I give fuel to what people like to call “haters,” but I see them differently. They’re not enemies — they’re fractals of consciousness that haven’t yet achieved coherence with themselves. They react because resonance exposes misalignment. That’s not my problem to solve, but it is something I understand.
I work exceptionally well under pressure. Not because I enjoy chaos, but because pressure reveals structure. I’ve always known there are individuals and systems that cut corners, that use tactics to remove people who bring truth into the world — not by confronting it, but by exhausting, discrediting, or erasing the source. I never pretended that didn’t exist. I just didn’t let it shape nor scare me. Instead I used it as fuel.
If I was to go down, how would I rather I go?!
What I did instead was hold onto my soft skills while deliberately acquiring hard ones. I learned. I refined. I stayed human. And now, in what looks like a simple role — a barista — I get to apply everything I’ve practised and mastered during this phase. Presence. Precision. Timing. Emotional intelligence. Systems awareness. Responsibility. Service. I’m wanted where I am, while everything I’ve set in motion continues to unfold exactly as it should.
I’m unbothered because I understand the asymmetry at play.
In the background, there are people working twice as hard — drafting, posturing, preparing arguments — trying to keep up with truths they don’t fully understand. They can only respond to what I choose to provide. They never have the full picture. They can’t. And still, they fall short. Not because they’re incapable, but because they’re committed to upholding something that has already collapsed.
Let’s be precise: they are not defending a system.
They are preserving the illusion of one.
They are guarding a corpse.
What’s happening is systemic delusion — institutional necrophilia. Holding onto the facade, the mask, the wax, even as it melts under the heat of a rising Sun of consciousness. For now, I do this only in words. In writing. And even that is enough to destabilise what was already dead.
Imagine the next level.
What’s ironic is that I gave them a community. Not by intention, but by gravity. They organised themselves around resisting me — slowing me down, undermining, conspiring — and in doing so, found connection, not real connection becuse they would have connected with me otherwise, but connections that sustains their facades, that gives them the validation they need to think they’re doing the right thing. Yet they couldn’t share me honestly with their communities. Not wholeheartedly. Because that would expose them.
It would make them look silly. Or ignorant. Or self-absorbed. Or indifferent to the collective they claim to serve. It would reveal a lack of care for real impact, real lives, real growth. And most of all, it would reveal malicious intent.

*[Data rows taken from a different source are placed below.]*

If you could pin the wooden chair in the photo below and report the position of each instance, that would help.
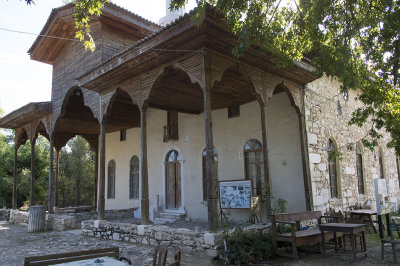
(72, 256)
(391, 227)
(160, 256)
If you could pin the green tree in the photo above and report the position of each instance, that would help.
(357, 41)
(76, 177)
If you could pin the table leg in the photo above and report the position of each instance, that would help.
(353, 246)
(335, 239)
(363, 240)
(372, 223)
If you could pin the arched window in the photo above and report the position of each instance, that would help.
(253, 162)
(173, 180)
(359, 166)
(380, 156)
(215, 160)
(332, 161)
(398, 168)
(134, 178)
(111, 180)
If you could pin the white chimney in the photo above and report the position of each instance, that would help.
(170, 15)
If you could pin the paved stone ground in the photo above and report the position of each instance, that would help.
(16, 243)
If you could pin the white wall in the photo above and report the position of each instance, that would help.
(285, 153)
(230, 136)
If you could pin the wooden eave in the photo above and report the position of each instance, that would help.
(26, 114)
(61, 23)
(177, 40)
(183, 34)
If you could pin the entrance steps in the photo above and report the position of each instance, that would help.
(169, 217)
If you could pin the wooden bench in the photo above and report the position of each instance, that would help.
(73, 256)
(297, 237)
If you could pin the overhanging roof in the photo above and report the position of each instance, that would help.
(26, 114)
(61, 24)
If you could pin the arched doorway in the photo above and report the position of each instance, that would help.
(173, 180)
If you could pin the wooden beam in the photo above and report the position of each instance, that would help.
(211, 181)
(56, 179)
(265, 207)
(14, 198)
(51, 177)
(102, 176)
(144, 201)
(32, 187)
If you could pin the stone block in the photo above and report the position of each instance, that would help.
(322, 166)
(140, 229)
(116, 236)
(319, 200)
(312, 138)
(209, 239)
(350, 170)
(315, 158)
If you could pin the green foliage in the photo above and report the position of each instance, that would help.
(24, 164)
(76, 176)
(246, 247)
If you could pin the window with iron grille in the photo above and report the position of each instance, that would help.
(380, 155)
(332, 162)
(134, 178)
(360, 173)
(253, 162)
(111, 180)
(215, 169)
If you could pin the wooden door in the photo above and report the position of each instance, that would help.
(173, 189)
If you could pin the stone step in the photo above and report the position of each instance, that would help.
(163, 221)
(172, 215)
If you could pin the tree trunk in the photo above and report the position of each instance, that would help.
(37, 217)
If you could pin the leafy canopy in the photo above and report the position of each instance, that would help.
(357, 41)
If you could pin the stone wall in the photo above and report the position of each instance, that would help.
(323, 123)
(4, 214)
(19, 217)
(181, 238)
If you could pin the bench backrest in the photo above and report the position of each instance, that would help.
(72, 256)
(296, 216)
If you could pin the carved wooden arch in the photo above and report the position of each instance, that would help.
(293, 103)
(62, 110)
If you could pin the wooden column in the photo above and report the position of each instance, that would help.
(102, 172)
(56, 181)
(32, 188)
(14, 198)
(144, 200)
(267, 177)
(51, 177)
(211, 182)
(96, 175)
(304, 154)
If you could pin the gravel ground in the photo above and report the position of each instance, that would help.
(16, 243)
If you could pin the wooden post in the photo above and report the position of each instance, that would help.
(37, 218)
(144, 201)
(14, 199)
(96, 174)
(267, 179)
(211, 182)
(102, 176)
(56, 181)
(51, 177)
(304, 154)
(32, 188)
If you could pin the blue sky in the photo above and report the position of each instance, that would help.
(23, 80)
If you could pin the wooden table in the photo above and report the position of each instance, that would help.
(365, 213)
(102, 261)
(350, 229)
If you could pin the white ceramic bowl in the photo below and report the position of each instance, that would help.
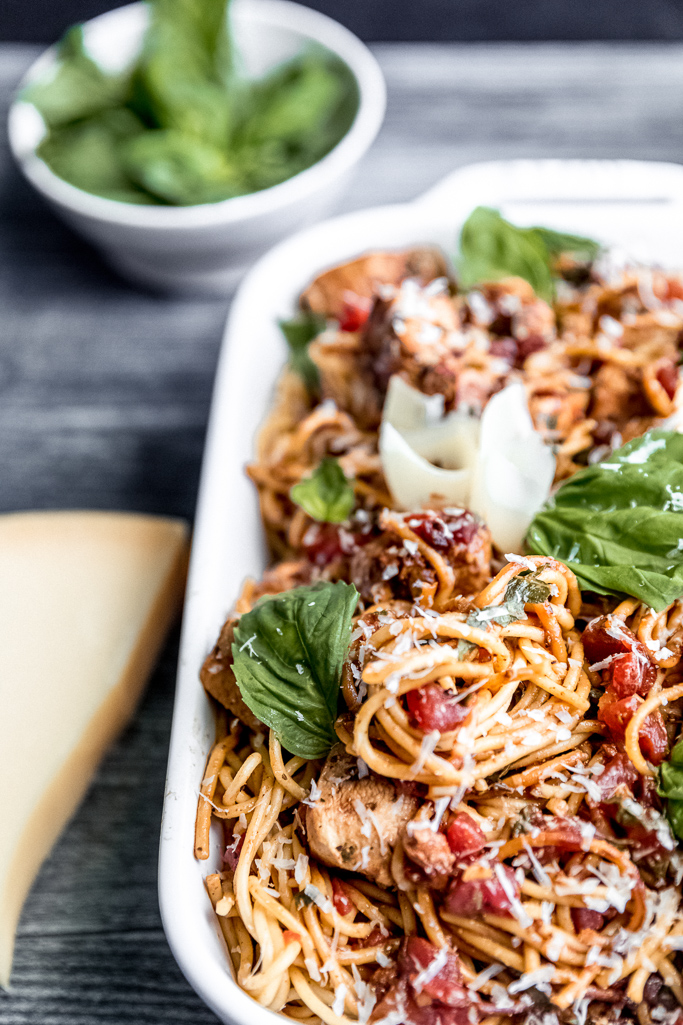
(205, 248)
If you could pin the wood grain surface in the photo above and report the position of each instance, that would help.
(104, 399)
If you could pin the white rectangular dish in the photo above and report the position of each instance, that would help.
(635, 205)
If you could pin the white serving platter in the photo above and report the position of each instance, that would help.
(633, 204)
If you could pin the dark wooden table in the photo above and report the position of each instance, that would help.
(104, 398)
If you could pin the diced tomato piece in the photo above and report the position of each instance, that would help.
(376, 936)
(233, 851)
(583, 917)
(618, 772)
(343, 904)
(326, 542)
(417, 955)
(433, 708)
(465, 835)
(322, 543)
(476, 897)
(653, 739)
(616, 713)
(632, 670)
(668, 377)
(504, 349)
(631, 673)
(443, 530)
(355, 313)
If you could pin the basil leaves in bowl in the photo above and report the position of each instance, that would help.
(184, 150)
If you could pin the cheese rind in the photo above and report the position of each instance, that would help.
(86, 600)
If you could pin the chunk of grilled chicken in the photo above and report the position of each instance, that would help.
(355, 823)
(361, 278)
(218, 680)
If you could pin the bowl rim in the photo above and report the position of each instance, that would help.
(276, 13)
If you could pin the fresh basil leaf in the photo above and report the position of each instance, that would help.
(288, 654)
(618, 524)
(182, 78)
(299, 332)
(492, 248)
(526, 588)
(675, 816)
(207, 134)
(671, 781)
(560, 242)
(671, 787)
(327, 495)
(671, 775)
(79, 88)
(88, 155)
(508, 612)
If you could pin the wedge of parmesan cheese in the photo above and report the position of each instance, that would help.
(86, 600)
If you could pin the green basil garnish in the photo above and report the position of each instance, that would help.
(299, 332)
(525, 588)
(327, 495)
(179, 125)
(288, 654)
(491, 248)
(618, 524)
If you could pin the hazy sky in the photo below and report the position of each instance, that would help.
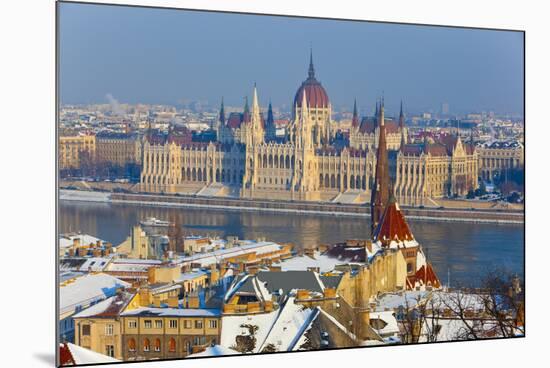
(141, 55)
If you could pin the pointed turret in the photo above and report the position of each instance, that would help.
(381, 189)
(246, 111)
(402, 126)
(256, 118)
(255, 104)
(222, 113)
(355, 119)
(311, 70)
(270, 119)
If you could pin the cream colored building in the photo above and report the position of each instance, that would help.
(73, 148)
(305, 166)
(497, 157)
(435, 170)
(118, 148)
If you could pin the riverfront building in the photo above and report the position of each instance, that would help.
(496, 157)
(75, 150)
(310, 163)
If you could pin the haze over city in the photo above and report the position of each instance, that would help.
(141, 55)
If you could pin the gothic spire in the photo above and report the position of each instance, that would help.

So now all that remains is performance.
A fake welcoming party.
Or quiet preparation behind the scenes. There’s no back-preparation behind the scene, when I’ve made it clear that surprises aren’t on the order and that any sharing of my story requires a fee if done alone or inclusion if done together.
A surprise now would be a big fat huge excuse. The plaster to a 2nd degree burn.
Or positioning themselves to later “share the journey” and outsource judgement to the public — because they don’t trust their own discernment anymore. They already know it’s compromised. There’s no “later” in one that understands the seriousness that time is to lives who’s only desire was to live long enough.
Every second that goes by, could’ve saved someone, but that’s not in their roster, not in their interests, not in their likeness or care. There’s no delay where there’s conviction and assertion.
They assume people will react as they do: from fear, ignorance, or insecurity.
But people aren’t them.
People go to them for hope. For expansion. For harmony. For education. And they cannot provide what I already have — not with the clarity, depth, or coherence I bring — unless they copy fragments or echo one percent of what I could cover. And even then, they hesitate.
Because they fear irrelevance.
Not because they are irrelevant — but because they denied expansion when it was offered. Collaboration was possible. Alignment was possible. They chose resistance instead. And one day, they’ll be forced to show support just to save face.
How sad is that?
At least they’ll have each other. All 700 of them. And the others they whispered to. And even then, they were told to contain it.
We’ll see who will want to deal or have anything to do with them after this whole rabbit gets out.. Promotions? Partnerships? Friendships? Relationships… Yet they bet on my fall or my non-success. How can you stop inevitability?! Make it make sense.
I remain where I am: grounded, present, unhurried. Doing my work. Letting what’s already been actualised continue to arrive.
Truth doesn’t need to chase.
It doesn’t need to convince.
It just keeps moving — and everything else has to rearrange around it.
I did say I would stop, sure full-time to give time to something else full time, but this is never ending process until it’s done.
There’s really no one to blame other than themselves, no matter who said what… It’s all in who they chose to get advise from or trusted, over trusting their own discernment.